Kalian tidak berdesakan ketika memandang Allah. Jika kalian mampu, untuk
tidak melewatkan shalat sebelum terbitnya matahari dan shalat sebelum
tenggelamnya matahari (shalat Ashar dan Subuh), lakukanlah!”
Kemudian Jarir membaca ayat
وَسَبِّحْ بِحَمْدِ رَبِّكَ قَبْلَ طُلُوعِ الشَّمْسِ وَقَبْلَ غُرُوبِهَا
“Dan
bertasbihlah dengan memuji Rabb-mu, sebelum terbit matahari dan sebelum
terbenamnya” (QS Thaha: 130) (HR. Bukhori no. 554, Muslim no. 633)
Di dalam hadits ini
terdapat sebuah petunjuk adanya hubungan antara shalat dengan memandang
Allah. Ibnu Rajab rahimahullah berkata,
“Konon kesesuaian perintah untuk menjaga kedua shalat ini setelah disebutkan
memandang Allah adalah: Sesuatu yang paling mulia di surga adalah memandang
Allah Azza
wa Jalla. Sedangkan sesuatu yang paling mulia dari berbagai amalan di
dunia adalah kedua amal shalat ini.

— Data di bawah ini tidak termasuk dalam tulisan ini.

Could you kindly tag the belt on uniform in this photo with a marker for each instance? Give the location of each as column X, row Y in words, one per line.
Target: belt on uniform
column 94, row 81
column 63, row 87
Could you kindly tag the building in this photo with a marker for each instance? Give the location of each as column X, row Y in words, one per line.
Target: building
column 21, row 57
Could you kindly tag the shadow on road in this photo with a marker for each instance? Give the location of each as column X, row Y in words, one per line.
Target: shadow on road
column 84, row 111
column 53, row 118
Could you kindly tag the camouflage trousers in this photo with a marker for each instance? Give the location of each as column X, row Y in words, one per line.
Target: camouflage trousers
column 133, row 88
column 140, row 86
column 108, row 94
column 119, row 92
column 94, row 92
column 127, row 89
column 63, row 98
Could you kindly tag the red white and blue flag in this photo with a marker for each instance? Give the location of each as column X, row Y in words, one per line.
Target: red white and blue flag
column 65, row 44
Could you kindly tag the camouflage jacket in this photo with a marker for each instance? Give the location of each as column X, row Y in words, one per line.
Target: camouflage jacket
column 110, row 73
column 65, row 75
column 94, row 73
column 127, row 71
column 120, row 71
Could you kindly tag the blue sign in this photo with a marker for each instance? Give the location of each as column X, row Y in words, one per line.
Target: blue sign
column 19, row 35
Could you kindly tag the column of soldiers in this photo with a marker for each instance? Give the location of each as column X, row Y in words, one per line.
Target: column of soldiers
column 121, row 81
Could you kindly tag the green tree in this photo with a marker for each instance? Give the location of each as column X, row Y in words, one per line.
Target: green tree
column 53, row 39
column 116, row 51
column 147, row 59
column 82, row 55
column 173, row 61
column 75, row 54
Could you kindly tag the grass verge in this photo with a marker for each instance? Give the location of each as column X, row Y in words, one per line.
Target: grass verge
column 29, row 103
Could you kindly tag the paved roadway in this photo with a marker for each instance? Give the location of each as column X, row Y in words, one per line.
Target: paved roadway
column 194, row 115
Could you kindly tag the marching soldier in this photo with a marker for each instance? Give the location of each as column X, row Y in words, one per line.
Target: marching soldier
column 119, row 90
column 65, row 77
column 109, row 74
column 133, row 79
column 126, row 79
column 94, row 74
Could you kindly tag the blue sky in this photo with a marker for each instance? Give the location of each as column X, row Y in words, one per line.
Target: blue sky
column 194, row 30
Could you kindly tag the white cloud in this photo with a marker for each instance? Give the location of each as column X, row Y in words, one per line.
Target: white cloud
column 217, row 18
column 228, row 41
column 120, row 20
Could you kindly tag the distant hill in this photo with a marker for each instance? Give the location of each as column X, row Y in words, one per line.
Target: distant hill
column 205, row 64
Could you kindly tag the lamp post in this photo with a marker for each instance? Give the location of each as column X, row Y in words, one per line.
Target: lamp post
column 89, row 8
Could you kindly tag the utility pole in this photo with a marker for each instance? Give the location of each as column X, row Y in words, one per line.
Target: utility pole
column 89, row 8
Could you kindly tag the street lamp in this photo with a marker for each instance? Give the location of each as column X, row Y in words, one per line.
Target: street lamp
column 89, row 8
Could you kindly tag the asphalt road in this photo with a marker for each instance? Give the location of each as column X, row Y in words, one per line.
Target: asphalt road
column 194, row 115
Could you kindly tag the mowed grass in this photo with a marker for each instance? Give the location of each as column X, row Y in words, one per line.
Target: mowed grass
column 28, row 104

Maka dengan menjaga kedua shalat
tersebut seseorang diharapkan dapat masuk ke dalam surga dan memandang
Allah Azza
wa Jalla di dalam surga” (Fathul
Baari 323/4).
Tidak diragukan lagi, ketika para sahabat mendengar Nabi shallallahu
‘alaihi wa sallam bersabda, “Sesungguhnya
kalian akan memandang Rabb kalian sebagaimana kalian memandang bulan“,
maka muncul kerinduan yang sangat besar pada hati mereka dan mereka akan
bertanya-tanya akan amalan apa yang dapat mengantarkan kepada hal yang agung
tersebut. Merupakan sebuah kesempurnaan nasihat dan penjelasan dari Nabi shallallahu
‘alaihi wa sallam adalah menjawab tanpa terlebih dahulu ditanya, Nabi
bersabda, “Jika
kalian mampu, untuk tidak terlewatkan shalat sebelum terbitnya matahari dan
shalat sebelum tenggelamnya matahari, lakukanlah!”. Nabi shallallahu
‘alaihi wa sallam mengisyaratkan
dengan hal ini bahwasanya memandang Allah Azza
wa Jalla di hari kiamat kelak tidak dapat dicapai hanya dengan
angan-angan saja.
لَّيْسَ بِأَمَانِيِّكُمْ وَلَا أَمَانِيِّ أَهْلِ الْكِتَابِ
“(Pahala
dari Allah) itu bukanlah menurut angan-anganmu yang kosong dan tidak (pula)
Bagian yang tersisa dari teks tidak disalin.